Considerato che la Corte rimettente, nel formulare il giudizio di rilevanza della sollevata questione, ha espressamente ritenuto di non poter procedere alla disapplicazione della norma impugnata per contrasto con il diritto comunitario, come invece aveva fatto il giudice di primo grado, in quanto una sentenza della Corte di cassazione avrebbe espressamente escluso tale possibilità, procedendo invece all’applicazione della norma;
che, invece, dalla sentenza citata - e da altre ad essa conformi, non menzionate dall’ordinanza di rimessione - non emerge alcuna affermazione circa l’insussistenza delle condizioni per la non-applicazione dell’art. 11, comma 3, della legge n. 448 del 1998, essendosi la Corte di cassazione sempre limitata a prendere atto della sua sopravvenienza ed a farne applicazione, quale norma regolatrice della misura degli interessi sulle somme oggetto del rimborso, senza prendere in alcun modo posizione sul problema - evidentemente ad essa non sottoposto - della compatibilità della norma con il diritto comunitario;
che a tale conclusione il giudice rimettente avrebbe potuto pervenire anche sulla base del rilievo che la Corte di cassazione - ove avesse davvero inteso affrontare siffatto tema - sarebbe stata tenuta, quale giudice di ultima istanza, a sottoporre la questione interpretativa alla Corte di giustizia europea;
che, dunque, l’ordinanza di rimessione fonda la valutazione circa l’indispensabilità della risoluzione della prospettata questione ai fini della decisione del giudizio a quo sull’erroneo presupposto che la Corte di cassazione abbia escluso il contrasto della norma denunciata con il diritto comunitario ed abbia conseguentemente precluso la possibilità di procedere alla disapplicazione della norma impugnata, al fine di ricondurre il rapporto in contestazione ad una disciplina conforme a Costituzione;
che l’implausibilità della motivazione sulla rilevanza che così si é evidenziata comporta che la questione debba essere dichiarata manifestamente inammissibile.

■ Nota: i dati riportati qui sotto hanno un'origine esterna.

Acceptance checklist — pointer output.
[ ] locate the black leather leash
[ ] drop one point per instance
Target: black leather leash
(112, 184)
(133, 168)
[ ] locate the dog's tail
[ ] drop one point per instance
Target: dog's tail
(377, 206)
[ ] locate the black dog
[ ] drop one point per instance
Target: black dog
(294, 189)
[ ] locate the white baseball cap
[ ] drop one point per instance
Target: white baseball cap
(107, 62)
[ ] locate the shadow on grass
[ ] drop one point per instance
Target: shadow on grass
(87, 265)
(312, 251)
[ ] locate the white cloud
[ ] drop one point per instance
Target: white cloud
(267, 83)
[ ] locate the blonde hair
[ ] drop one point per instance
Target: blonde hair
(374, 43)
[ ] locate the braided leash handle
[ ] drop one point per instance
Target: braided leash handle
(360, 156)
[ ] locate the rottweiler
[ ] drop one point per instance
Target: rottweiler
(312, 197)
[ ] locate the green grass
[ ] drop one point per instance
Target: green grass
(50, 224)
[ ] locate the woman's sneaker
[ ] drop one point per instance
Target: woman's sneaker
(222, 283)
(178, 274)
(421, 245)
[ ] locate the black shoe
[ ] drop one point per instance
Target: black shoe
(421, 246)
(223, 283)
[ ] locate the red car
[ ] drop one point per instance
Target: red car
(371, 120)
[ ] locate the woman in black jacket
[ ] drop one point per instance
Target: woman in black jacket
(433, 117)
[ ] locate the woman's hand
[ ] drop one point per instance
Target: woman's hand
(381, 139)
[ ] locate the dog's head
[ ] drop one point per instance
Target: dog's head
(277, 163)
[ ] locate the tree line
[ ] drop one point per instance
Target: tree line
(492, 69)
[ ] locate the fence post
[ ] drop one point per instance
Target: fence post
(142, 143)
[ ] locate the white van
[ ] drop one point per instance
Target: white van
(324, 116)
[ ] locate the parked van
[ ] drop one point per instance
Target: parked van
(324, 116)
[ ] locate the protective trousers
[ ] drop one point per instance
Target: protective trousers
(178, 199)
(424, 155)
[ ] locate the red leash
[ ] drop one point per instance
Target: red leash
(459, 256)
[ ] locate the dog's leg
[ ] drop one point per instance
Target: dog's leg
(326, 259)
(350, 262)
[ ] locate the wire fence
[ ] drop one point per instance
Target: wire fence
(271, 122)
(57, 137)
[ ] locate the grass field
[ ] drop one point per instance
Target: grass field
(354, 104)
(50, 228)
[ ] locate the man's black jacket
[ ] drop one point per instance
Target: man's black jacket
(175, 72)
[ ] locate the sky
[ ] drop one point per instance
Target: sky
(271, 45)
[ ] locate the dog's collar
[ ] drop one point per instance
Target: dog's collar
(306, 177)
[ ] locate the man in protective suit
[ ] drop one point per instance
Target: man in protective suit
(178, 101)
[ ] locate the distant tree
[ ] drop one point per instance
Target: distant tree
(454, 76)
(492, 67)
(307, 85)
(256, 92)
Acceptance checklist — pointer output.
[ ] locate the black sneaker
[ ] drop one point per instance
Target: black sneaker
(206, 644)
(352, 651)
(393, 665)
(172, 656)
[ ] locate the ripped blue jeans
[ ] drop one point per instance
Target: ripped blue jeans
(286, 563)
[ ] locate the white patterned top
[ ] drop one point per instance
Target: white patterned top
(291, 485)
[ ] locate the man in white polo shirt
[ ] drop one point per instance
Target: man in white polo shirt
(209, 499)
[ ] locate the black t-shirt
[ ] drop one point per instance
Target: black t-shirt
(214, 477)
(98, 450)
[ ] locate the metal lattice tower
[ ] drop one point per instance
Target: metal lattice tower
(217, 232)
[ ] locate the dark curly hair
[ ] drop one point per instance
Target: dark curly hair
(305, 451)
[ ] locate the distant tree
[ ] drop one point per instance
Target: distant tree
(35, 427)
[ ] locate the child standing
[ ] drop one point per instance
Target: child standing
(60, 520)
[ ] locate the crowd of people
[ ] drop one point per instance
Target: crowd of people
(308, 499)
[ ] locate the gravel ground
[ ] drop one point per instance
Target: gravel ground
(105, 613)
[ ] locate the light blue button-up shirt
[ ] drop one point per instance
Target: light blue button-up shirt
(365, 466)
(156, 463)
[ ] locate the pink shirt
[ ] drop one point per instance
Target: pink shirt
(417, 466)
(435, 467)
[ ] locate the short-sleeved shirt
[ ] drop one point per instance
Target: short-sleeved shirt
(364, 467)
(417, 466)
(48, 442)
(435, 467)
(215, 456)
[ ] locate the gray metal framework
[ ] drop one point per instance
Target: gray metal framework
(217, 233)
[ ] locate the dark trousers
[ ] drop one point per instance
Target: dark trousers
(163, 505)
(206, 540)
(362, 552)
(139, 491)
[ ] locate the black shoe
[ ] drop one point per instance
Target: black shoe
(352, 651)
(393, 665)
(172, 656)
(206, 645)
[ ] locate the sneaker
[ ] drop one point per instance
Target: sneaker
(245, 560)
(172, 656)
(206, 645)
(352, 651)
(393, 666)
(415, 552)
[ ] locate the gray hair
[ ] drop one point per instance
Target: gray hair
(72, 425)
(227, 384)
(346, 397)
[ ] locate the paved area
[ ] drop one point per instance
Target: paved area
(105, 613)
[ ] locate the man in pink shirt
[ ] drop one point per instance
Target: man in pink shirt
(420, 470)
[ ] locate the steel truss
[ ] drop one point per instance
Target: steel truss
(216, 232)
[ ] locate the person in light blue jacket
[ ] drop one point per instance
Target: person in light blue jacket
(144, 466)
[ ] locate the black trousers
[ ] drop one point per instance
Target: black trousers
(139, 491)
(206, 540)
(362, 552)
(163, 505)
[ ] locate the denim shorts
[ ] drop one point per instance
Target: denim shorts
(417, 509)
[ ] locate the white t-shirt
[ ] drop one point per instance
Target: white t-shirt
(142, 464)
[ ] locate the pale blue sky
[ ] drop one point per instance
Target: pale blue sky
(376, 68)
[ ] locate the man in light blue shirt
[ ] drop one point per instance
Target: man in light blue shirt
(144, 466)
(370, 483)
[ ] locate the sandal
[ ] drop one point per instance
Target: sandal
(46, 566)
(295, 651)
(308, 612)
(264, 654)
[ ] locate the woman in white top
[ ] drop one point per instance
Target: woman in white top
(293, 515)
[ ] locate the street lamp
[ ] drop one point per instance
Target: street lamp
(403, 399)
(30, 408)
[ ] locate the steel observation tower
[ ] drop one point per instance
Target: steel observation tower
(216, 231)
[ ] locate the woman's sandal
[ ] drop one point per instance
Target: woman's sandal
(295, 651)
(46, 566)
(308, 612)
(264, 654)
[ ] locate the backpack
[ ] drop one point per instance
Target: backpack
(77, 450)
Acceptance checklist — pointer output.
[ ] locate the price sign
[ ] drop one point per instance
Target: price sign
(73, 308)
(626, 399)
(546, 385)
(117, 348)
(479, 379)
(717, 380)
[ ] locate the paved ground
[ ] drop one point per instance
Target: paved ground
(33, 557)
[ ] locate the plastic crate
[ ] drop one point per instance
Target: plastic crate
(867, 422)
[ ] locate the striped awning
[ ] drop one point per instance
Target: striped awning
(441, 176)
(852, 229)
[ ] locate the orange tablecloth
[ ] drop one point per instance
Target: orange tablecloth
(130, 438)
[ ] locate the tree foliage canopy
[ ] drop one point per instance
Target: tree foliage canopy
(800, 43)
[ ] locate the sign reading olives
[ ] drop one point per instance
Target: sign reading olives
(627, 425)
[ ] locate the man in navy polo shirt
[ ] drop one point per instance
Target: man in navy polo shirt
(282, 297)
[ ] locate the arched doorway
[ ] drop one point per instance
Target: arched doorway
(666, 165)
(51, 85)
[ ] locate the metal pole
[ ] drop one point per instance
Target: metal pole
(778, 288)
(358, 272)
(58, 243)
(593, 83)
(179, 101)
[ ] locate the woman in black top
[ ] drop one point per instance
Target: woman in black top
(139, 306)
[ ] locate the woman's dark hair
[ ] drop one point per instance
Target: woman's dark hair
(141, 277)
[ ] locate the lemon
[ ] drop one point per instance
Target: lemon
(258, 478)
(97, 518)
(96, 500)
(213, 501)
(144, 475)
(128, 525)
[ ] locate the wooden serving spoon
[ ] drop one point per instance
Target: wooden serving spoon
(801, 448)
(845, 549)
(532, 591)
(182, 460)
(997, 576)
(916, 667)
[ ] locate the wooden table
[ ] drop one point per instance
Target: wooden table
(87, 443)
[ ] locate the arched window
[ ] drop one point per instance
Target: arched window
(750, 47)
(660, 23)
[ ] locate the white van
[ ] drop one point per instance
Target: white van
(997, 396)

Visti gli artt. 26, secondo comma, della legge 11 marzo 1953, n. 87, e 9, secondo comma, delle norme integrative per i giudizi avanti alla Corte costituzionale.
per questi motivi
LA CORTE COSTITUZIONALE
dichiara la manifesta inammissibilità della questione di legittimità costituzionale dell’art. 11, comma 3, della legge 23 dicembre 1998, n. 448 (Misure di finanza pubblica per la stabilizzazione e lo sviluppo), sollevata, in relazione agli artt. 3 e 53 della Costituzione, dalla Corte d’appello di Palermo con l’ordinanza in epigrafe.
Così deciso in Roma, nella sede della Corte costituzionale, Palazzo della Consulta, il 22 novembre 2001.
Fernando SANTOSUOSSO, Presidente
Franco BILE, Redattore
Depositata in Cancelleria il 6 dicembre 2001.